ECLI:NL:RBAMS:2023:1891

Rechtbank Amsterdam

Datum uitspraak
18 januari 2023
Publicatiedatum
29 maart 2023
Zaaknummer
13/752060-21
Instantie
Rechtbank Amsterdam
Type
Uitspraak
Procedures
  • Eerste en enige aanleg
Vindplaatsen
  • Rechtspraak.nl
AI samenvatting door LexboostAutomatisch gegenereerd

Weigering van overlevering op basis van artikel 6a Overleveringswet met betrekking tot een Pools Europees aanhoudingsbevel

Op 18 januari 2023 heeft de Rechtbank Amsterdam uitspraak gedaan in een zaak betreffende de overlevering van een opgeëiste persoon op basis van een Europees aanhoudingsbevel (EAB) uitgevaardigd door Polen. De vordering tot overlevering was ingediend door de officier van justitie en dateerde van 27 december 2021. De rechtbank heeft vastgesteld dat de termijn van 90 dagen voor het nemen van een beslissing op het overleveringsverzoek was verstreken, waardoor er geen grondslag meer bestond voor de gevangenhouding van de opgeëiste persoon.

De rechtbank heeft de identiteit van de opgeëiste persoon onderzocht en vastgesteld dat hij de Poolse nationaliteit heeft. Het EAB was uitgevaardigd voor de tenuitvoerlegging van een vrijheidsstraf van één jaar, opgelegd door het District Law Court in Kłodzko. De rechtbank heeft beoordeeld of aan de voorwaarden voor overlevering was voldaan, met inachtneming van de vereisten van dubbele strafbaarheid en de weigeringsgrond zoals bedoeld in artikel 6a van de Overleveringswet.

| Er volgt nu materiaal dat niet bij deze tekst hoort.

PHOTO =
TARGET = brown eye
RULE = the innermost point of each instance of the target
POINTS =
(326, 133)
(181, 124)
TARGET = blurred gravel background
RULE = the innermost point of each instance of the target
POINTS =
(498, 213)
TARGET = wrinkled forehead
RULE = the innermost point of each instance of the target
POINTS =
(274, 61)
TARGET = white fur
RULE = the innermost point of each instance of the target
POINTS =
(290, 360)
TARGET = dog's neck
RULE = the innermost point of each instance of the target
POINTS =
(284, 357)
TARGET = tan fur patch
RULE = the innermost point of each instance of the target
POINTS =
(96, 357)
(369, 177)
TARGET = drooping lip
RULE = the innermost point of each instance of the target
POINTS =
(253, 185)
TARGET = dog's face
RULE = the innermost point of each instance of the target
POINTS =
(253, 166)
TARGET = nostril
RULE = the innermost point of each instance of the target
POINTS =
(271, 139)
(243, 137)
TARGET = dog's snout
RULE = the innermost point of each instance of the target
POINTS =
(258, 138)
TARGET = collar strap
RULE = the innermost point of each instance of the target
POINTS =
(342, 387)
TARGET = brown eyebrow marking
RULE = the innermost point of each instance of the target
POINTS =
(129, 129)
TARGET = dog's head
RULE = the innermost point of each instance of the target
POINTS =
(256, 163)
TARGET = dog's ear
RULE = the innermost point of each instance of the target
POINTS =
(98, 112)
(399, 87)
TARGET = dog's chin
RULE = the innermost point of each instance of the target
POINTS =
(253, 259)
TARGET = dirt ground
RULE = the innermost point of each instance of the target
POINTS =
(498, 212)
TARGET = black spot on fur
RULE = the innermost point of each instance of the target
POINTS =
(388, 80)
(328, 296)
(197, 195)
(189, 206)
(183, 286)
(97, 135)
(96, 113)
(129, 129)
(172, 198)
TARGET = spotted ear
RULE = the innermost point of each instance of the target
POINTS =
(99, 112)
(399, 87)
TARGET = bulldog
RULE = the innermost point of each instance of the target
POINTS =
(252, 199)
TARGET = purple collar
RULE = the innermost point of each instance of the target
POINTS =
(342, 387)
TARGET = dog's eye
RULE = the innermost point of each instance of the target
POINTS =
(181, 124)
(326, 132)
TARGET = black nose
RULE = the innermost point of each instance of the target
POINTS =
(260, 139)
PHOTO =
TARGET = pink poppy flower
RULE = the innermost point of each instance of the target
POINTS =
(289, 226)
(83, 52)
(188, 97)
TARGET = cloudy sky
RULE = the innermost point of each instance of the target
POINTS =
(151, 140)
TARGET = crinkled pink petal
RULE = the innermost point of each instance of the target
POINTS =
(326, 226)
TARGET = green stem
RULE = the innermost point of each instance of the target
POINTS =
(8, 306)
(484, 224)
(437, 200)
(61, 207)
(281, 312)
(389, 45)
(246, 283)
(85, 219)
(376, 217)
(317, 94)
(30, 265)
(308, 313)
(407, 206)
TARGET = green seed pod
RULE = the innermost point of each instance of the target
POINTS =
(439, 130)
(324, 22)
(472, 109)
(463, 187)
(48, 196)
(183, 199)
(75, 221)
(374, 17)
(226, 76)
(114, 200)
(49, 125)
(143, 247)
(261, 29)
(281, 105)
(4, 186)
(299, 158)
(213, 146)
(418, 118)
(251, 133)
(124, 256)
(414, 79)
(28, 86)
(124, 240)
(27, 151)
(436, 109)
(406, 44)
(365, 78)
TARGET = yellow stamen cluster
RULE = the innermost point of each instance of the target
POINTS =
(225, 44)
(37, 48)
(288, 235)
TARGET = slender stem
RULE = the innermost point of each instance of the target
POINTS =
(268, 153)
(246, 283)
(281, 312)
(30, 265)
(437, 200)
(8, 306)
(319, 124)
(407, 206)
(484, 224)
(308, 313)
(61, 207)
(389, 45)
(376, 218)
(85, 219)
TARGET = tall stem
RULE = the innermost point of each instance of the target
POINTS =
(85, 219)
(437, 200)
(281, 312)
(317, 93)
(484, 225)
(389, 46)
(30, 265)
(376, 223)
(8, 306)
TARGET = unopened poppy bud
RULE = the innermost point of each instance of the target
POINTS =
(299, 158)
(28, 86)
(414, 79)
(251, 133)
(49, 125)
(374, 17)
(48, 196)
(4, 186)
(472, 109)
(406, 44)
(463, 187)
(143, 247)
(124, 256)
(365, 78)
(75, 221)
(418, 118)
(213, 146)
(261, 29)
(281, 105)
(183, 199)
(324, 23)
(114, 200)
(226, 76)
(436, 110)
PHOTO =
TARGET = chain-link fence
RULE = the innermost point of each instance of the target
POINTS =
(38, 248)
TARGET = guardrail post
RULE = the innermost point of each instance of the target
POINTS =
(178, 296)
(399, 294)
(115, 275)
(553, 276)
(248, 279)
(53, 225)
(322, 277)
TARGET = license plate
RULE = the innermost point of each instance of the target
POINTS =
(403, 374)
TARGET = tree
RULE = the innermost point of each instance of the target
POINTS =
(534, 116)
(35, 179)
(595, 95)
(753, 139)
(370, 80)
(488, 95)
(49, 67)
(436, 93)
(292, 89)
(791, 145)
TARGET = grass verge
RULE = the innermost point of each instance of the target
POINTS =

De rechtbank concludeerde dat de opgeëiste persoon ten minste vijf jaar ononderbroken rechtmatig in Nederland verblijft en dat de verwachting is dat hij zijn verblijfsrecht niet verliest door de opgelegde straf. Gezien deze omstandigheden heeft de rechtbank besloten de overlevering te weigeren en gelijktijdig de tenuitvoerlegging van de vrijheidsstraf in Nederland te bevelen. De rechtbank heeft tevens de gevangenhouding van de opgeëiste persoon bevolen tot aan de tenuitvoerlegging van de straf.

Uitspraak

RECHTBANK AMSTERDAM

INTERNATIONALE RECHTSHULPKAMER

Parketnummer: 13/752060-21
RK nummer: 21/6981
Datum uitspraak: 18 januari 2023
UITSPRAAK
op de vordering ex artikel 23 Overleveringswet (OLW), ingediend door de officier van justitie bij deze rechtbank. Deze vordering dateert van 27 december 2021 en betreft onder meer het in behandeling nemen van een Europees aanhoudingsbevel (EAB).
Dit EAB is uitgevaardigd op 7 september 2021 door
the Circuit Court in Świdnica(Polen) en strekt tot de aanhouding en overlevering van:
[opgeëiste persoon]
geboren te [geboorteplaats] op [geboortedag] 1981,
verblijvende op het adres:
[straatnaam] ,
hierna te noemen de opgeëiste persoon.

1.Procesgang

De vordering is behandeld op de openbare zitting van 4 januari 2023. Het verhoor heeft plaatsgevonden in tegenwoordigheid van de officier van justitie, mr. N.R Bakkenes. De opgeëiste persoon is bijgestaan door zijn raadsvrouw, mr. S.M. Hof, advocaat te Amsterdam en door een tolk in de Poolse taal.
De rechtbank stelt vast dat in deze zaak de termijn van 90 dagen waarbinnen de rechtbank ex artikel 22 OLW op het overleveringsverzoek moet beslissen, reeds is verstreken. Dat betekent dat de rechtbank de beslistermijn niet meer kan verlengen en dat als gevolg daarvan geen grondslag meer bestaat voor gevangenhouding.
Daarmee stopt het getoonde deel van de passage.